5. The apparatus for assessing the risk of metabolic syndrome based on gut microbiota according to claim 4, characterized in that, The decision-making module includes: A frequency statistics module, which is used to calculate the frequency values of the abundance features; The target decision module is used to filter candidate features from the abundance features whose frequency value is less than a first threshold and whose linear discriminant score is greater than a second threshold.

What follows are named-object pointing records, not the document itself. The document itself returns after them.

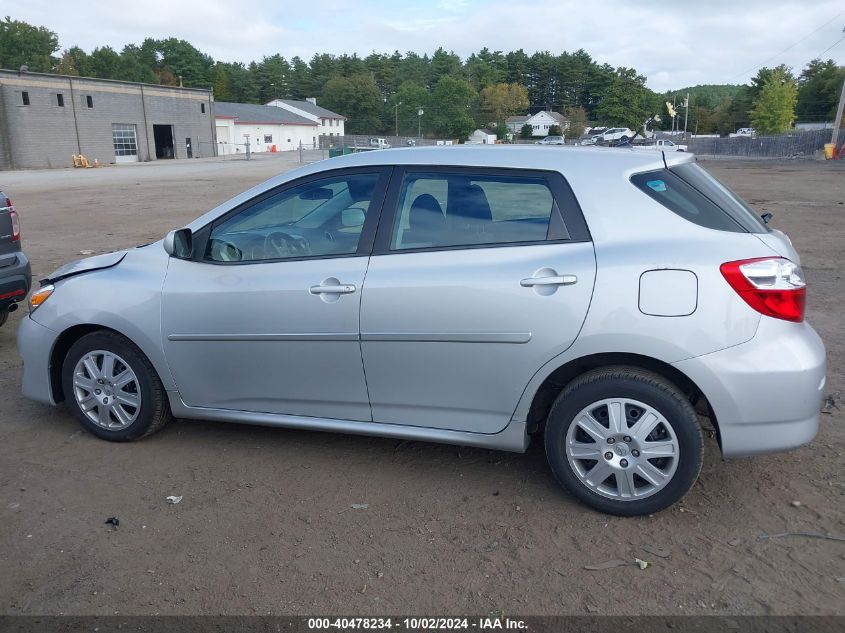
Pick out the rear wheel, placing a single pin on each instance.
(112, 388)
(624, 441)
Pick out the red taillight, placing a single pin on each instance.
(773, 286)
(16, 225)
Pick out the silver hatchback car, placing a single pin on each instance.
(604, 299)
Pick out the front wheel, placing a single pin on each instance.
(113, 389)
(624, 441)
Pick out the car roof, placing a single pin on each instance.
(505, 156)
(584, 167)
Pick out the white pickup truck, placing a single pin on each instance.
(664, 145)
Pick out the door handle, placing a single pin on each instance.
(342, 289)
(559, 280)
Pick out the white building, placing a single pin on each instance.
(540, 123)
(263, 127)
(329, 123)
(481, 137)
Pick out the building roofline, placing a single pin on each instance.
(242, 122)
(111, 81)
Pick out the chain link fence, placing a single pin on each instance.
(794, 145)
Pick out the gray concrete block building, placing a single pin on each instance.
(45, 119)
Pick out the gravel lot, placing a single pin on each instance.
(265, 525)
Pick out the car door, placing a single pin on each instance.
(478, 277)
(265, 316)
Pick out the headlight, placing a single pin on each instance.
(39, 297)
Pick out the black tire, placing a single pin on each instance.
(154, 410)
(635, 384)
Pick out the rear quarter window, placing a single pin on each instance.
(682, 199)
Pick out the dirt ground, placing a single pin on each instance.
(265, 525)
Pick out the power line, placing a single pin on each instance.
(836, 43)
(791, 46)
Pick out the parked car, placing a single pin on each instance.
(15, 274)
(664, 145)
(551, 140)
(616, 134)
(601, 300)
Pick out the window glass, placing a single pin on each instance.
(723, 196)
(457, 209)
(124, 139)
(321, 218)
(684, 200)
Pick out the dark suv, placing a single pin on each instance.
(15, 274)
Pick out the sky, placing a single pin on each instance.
(674, 44)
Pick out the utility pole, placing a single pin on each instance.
(838, 122)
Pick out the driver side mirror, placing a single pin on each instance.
(179, 244)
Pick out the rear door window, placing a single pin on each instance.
(464, 209)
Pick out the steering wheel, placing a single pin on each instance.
(286, 245)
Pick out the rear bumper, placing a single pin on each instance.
(15, 280)
(35, 345)
(766, 394)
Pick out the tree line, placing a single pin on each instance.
(384, 93)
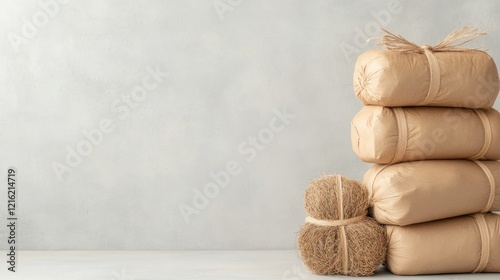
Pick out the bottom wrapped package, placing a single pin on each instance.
(466, 244)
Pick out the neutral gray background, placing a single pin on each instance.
(226, 76)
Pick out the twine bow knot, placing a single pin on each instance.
(452, 43)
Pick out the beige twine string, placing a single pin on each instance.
(340, 222)
(452, 43)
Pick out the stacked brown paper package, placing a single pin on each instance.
(430, 130)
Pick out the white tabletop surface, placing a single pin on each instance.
(192, 265)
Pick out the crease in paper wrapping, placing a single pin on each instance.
(445, 246)
(387, 135)
(390, 78)
(421, 191)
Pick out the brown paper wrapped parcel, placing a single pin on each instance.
(391, 78)
(387, 135)
(421, 191)
(458, 245)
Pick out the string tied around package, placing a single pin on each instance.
(452, 43)
(341, 222)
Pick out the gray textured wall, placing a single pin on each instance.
(237, 71)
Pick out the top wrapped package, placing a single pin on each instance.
(446, 75)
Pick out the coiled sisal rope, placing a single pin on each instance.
(452, 43)
(341, 222)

6. The apparatus for assessing the risk of metabolic syndrome based on gut microbiota according to claim 1, characterized in that, The risk assessment module includes: A construction module is used to construct assessment sub-models corresponding to the disease types of metabolic syndrome, and to construct the assessment model based on all the assessment sub-models; The prediction module is used to input the candidate features into each of the evaluation sub-models in the evaluation model to obtain the risk value corresponding to the disease type; A mapping module is used to map the risk value to a preset risk level to obtain the risk result.

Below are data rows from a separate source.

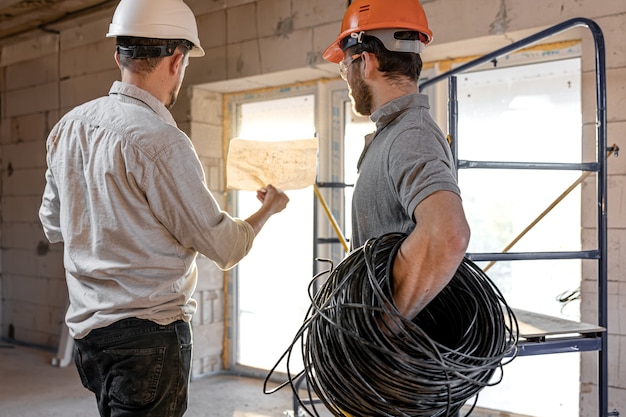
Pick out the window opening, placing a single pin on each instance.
(271, 282)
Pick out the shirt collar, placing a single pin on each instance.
(122, 89)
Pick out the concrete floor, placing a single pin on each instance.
(31, 387)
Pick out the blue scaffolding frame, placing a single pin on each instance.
(590, 338)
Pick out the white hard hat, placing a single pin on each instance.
(156, 19)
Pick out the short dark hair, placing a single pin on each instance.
(392, 64)
(144, 54)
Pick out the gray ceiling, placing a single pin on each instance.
(20, 16)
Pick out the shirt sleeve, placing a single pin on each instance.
(179, 197)
(49, 211)
(420, 163)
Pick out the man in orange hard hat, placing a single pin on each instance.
(126, 194)
(407, 180)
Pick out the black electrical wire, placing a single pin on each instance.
(363, 358)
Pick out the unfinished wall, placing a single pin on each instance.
(251, 44)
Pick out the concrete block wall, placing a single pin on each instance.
(252, 42)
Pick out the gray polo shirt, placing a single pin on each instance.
(126, 194)
(407, 159)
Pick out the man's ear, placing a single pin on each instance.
(116, 56)
(370, 64)
(177, 62)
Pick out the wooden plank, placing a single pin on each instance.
(535, 325)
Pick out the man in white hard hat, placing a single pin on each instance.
(126, 194)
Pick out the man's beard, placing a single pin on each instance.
(361, 95)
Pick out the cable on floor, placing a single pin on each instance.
(430, 366)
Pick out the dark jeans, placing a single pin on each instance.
(137, 368)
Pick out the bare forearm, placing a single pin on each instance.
(431, 254)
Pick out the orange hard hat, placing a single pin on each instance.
(381, 18)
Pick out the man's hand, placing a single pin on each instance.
(273, 201)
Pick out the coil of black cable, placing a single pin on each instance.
(429, 366)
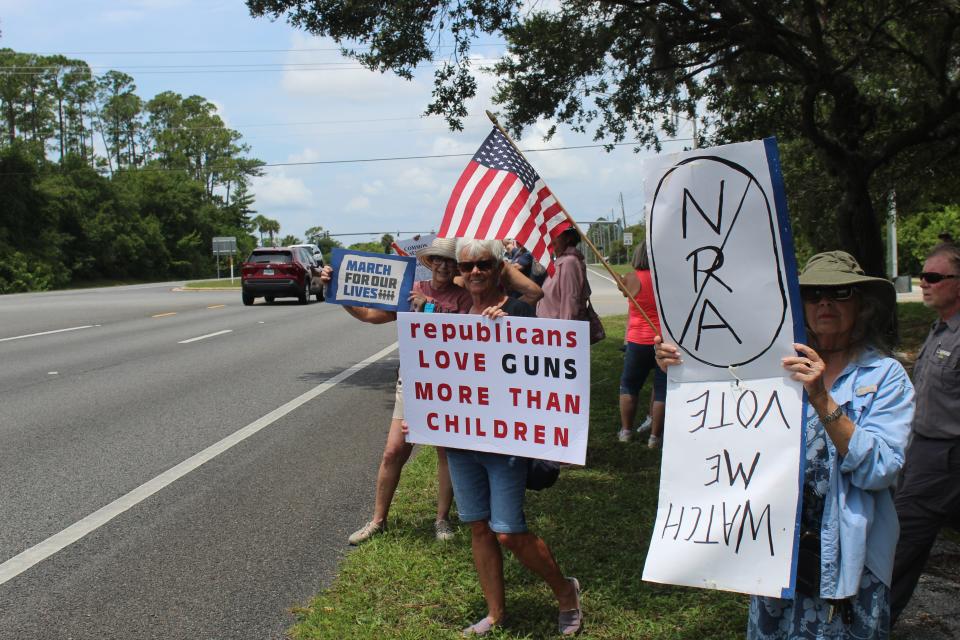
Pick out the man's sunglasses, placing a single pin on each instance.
(933, 277)
(816, 294)
(482, 265)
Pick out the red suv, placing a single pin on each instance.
(281, 272)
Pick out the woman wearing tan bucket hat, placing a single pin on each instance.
(439, 294)
(857, 417)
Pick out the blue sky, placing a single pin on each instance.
(307, 103)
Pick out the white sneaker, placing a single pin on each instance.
(366, 532)
(645, 426)
(443, 530)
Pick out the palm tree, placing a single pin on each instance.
(259, 223)
(271, 227)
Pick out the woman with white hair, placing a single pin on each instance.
(490, 487)
(445, 297)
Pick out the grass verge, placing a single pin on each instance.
(224, 283)
(596, 519)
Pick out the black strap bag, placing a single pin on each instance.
(542, 474)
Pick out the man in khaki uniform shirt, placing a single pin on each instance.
(929, 493)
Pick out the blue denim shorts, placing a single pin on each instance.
(489, 486)
(638, 361)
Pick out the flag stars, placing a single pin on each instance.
(496, 152)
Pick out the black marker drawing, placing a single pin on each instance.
(728, 316)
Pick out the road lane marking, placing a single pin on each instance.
(43, 550)
(602, 275)
(209, 335)
(46, 333)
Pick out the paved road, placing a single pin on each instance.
(94, 412)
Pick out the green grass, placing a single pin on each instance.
(223, 283)
(596, 519)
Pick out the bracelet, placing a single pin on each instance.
(833, 416)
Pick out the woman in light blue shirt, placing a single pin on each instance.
(858, 412)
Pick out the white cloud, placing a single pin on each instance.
(122, 16)
(416, 178)
(276, 189)
(335, 77)
(307, 155)
(373, 188)
(358, 203)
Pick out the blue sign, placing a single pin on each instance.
(375, 280)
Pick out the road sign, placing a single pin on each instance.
(224, 245)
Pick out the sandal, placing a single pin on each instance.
(569, 622)
(481, 628)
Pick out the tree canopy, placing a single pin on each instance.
(164, 177)
(861, 93)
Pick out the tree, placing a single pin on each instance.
(271, 227)
(862, 83)
(372, 247)
(187, 133)
(120, 110)
(261, 223)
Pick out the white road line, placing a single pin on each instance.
(46, 333)
(40, 552)
(209, 335)
(602, 275)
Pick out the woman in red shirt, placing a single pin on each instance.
(639, 357)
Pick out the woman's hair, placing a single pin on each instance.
(571, 236)
(640, 260)
(476, 247)
(873, 327)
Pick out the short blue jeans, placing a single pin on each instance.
(491, 487)
(638, 361)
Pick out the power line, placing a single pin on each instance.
(381, 159)
(232, 51)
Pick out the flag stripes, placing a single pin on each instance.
(499, 195)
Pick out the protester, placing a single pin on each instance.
(929, 493)
(518, 256)
(515, 284)
(566, 292)
(638, 359)
(489, 487)
(858, 411)
(445, 297)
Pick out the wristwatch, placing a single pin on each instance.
(833, 416)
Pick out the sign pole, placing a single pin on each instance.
(616, 278)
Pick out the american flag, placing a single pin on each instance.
(499, 195)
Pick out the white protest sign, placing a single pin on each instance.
(410, 246)
(724, 277)
(516, 386)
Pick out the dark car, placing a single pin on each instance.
(280, 272)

7. The apparatus for assessing the risk of metabolic syndrome based on gut microbiota according to claim 6, characterized in that, The construction module includes: The data acquisition module is used to acquire training sets and validation sets corresponding to all disease types of metabolic syndrome. A parameter determination module is used to determine the number of decision trees and the number of node independent variables in the training set through cross-validation. An optimization module is used to construct a random forest model using the number of decision trees and the number of node independent variables, and to validate and optimize the random forest model on the validation set based on the maximum Yangon index, thereby obtaining the evaluation sub-model.

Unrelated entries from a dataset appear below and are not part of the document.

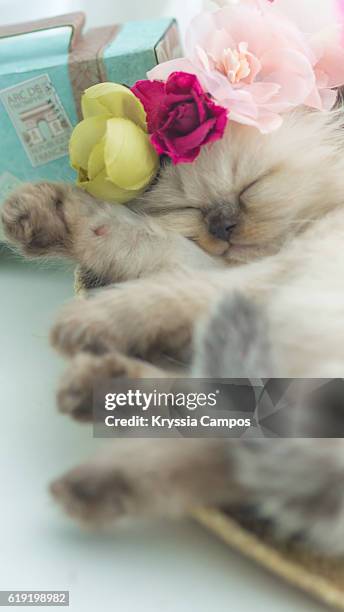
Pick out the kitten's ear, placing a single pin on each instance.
(233, 342)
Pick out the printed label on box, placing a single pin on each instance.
(39, 119)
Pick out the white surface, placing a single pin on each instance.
(172, 567)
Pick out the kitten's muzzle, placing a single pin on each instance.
(221, 224)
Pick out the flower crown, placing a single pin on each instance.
(248, 62)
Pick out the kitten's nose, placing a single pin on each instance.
(221, 225)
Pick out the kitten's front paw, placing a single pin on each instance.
(142, 319)
(33, 218)
(75, 394)
(94, 495)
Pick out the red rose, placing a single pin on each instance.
(181, 117)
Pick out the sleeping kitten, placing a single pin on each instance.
(274, 203)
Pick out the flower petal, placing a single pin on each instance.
(96, 161)
(103, 189)
(131, 161)
(84, 137)
(117, 100)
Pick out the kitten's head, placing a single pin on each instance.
(248, 193)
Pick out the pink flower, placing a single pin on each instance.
(181, 117)
(255, 59)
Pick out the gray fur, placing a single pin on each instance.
(234, 343)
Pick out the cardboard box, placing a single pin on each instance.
(45, 67)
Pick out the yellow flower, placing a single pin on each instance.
(110, 148)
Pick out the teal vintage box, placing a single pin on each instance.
(44, 68)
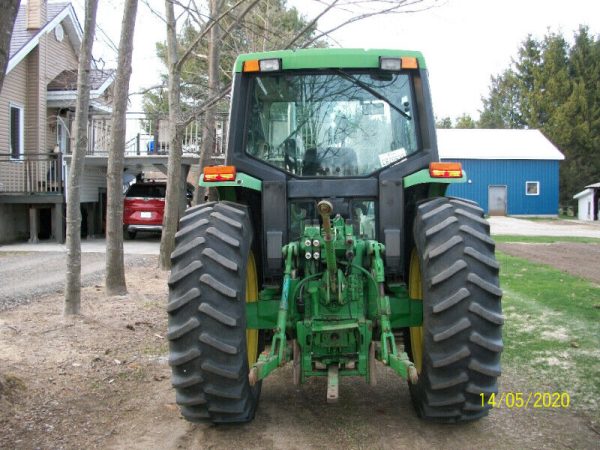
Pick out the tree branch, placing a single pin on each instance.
(188, 51)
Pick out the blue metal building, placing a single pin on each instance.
(510, 172)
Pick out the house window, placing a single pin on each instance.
(16, 132)
(532, 188)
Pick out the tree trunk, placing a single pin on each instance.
(73, 281)
(10, 8)
(174, 191)
(115, 266)
(208, 124)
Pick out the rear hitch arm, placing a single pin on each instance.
(278, 355)
(389, 355)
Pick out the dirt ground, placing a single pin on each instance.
(582, 260)
(101, 381)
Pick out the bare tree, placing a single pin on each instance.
(174, 191)
(115, 266)
(10, 8)
(208, 124)
(73, 281)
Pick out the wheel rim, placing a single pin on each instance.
(251, 297)
(415, 291)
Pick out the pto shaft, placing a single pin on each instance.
(325, 209)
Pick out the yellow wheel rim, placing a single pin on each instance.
(415, 291)
(251, 297)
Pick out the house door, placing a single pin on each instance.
(497, 200)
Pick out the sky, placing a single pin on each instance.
(464, 42)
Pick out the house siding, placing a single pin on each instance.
(13, 92)
(513, 174)
(59, 56)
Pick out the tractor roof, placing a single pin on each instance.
(324, 58)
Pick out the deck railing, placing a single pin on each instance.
(31, 173)
(150, 136)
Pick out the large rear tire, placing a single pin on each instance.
(457, 350)
(213, 276)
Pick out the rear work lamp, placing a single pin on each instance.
(219, 173)
(445, 170)
(397, 64)
(262, 65)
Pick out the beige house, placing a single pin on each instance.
(36, 114)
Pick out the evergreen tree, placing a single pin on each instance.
(556, 89)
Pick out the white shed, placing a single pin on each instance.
(588, 202)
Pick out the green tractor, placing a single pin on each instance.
(333, 246)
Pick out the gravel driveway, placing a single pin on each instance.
(523, 227)
(25, 277)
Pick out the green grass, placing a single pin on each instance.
(552, 330)
(545, 239)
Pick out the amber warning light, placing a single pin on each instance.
(219, 173)
(445, 170)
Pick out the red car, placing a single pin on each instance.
(144, 207)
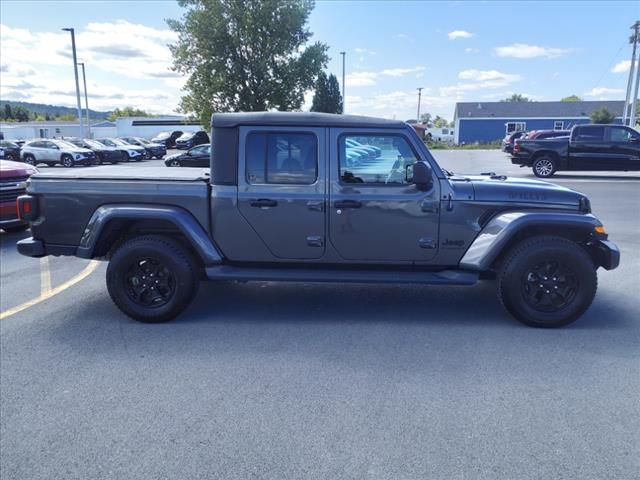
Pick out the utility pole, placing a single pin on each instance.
(75, 70)
(634, 40)
(344, 103)
(86, 100)
(419, 99)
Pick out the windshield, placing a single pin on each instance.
(66, 144)
(94, 144)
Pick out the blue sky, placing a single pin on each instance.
(457, 51)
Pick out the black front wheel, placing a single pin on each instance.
(547, 281)
(152, 278)
(544, 167)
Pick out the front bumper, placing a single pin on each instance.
(606, 254)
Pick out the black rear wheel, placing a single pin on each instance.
(544, 167)
(152, 278)
(547, 281)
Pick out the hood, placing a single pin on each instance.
(15, 169)
(499, 188)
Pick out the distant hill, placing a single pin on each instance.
(53, 110)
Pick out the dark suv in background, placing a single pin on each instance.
(168, 139)
(191, 139)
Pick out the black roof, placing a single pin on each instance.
(300, 119)
(535, 109)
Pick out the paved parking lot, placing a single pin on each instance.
(267, 380)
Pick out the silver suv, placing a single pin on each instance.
(51, 152)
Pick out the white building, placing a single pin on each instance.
(146, 127)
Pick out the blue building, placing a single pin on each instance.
(486, 122)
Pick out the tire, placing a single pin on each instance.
(16, 229)
(544, 166)
(177, 278)
(66, 161)
(547, 281)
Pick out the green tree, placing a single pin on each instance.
(247, 55)
(602, 115)
(126, 112)
(516, 97)
(440, 122)
(327, 97)
(21, 114)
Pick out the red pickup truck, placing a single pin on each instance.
(13, 183)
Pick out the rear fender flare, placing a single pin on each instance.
(183, 220)
(502, 228)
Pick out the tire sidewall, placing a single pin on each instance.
(544, 158)
(571, 255)
(66, 161)
(180, 266)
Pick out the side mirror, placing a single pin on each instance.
(421, 175)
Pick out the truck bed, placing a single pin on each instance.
(70, 197)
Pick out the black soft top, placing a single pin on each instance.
(300, 119)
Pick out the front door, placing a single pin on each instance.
(624, 143)
(281, 189)
(376, 214)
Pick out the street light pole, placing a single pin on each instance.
(75, 71)
(419, 99)
(86, 99)
(344, 103)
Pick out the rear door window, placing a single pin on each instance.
(281, 158)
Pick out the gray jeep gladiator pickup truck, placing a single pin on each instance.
(309, 197)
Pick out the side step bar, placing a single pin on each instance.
(443, 277)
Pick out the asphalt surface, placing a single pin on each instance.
(291, 381)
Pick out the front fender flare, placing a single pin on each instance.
(179, 217)
(493, 238)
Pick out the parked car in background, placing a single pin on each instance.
(51, 151)
(191, 139)
(154, 150)
(542, 134)
(129, 152)
(104, 154)
(590, 147)
(13, 183)
(508, 141)
(199, 156)
(10, 150)
(168, 139)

8. The apparatus for assessing the risk of metabolic syndrome based on gut microbiota according to claim 1, characterized in that, The preprocessing module includes: The preprocessing module is used to sequentially preprocess the sequencing data by primer selection, quality control, noise reduction, and chimera removal to obtain the characteristic sequence. An abundance module is used to calculate the relative abundance corresponding to the feature sequence.
9. An electronic device, characterized in that, include: At least one processor; At least one memory for storing at least one program; when at least one of the programs is executed by at least one of the processors, the means for implementing the metabolic syndrome risk assessment of gut microbiota as described in any one of claims 1 to 8.
10. A computer-readable storage medium storing computer-executable instructions, characterized in that, The computer-executable instructions are used to perform a metabolic syndrome risk assessment of the gut microbiota according to any one of claims 1 to 8.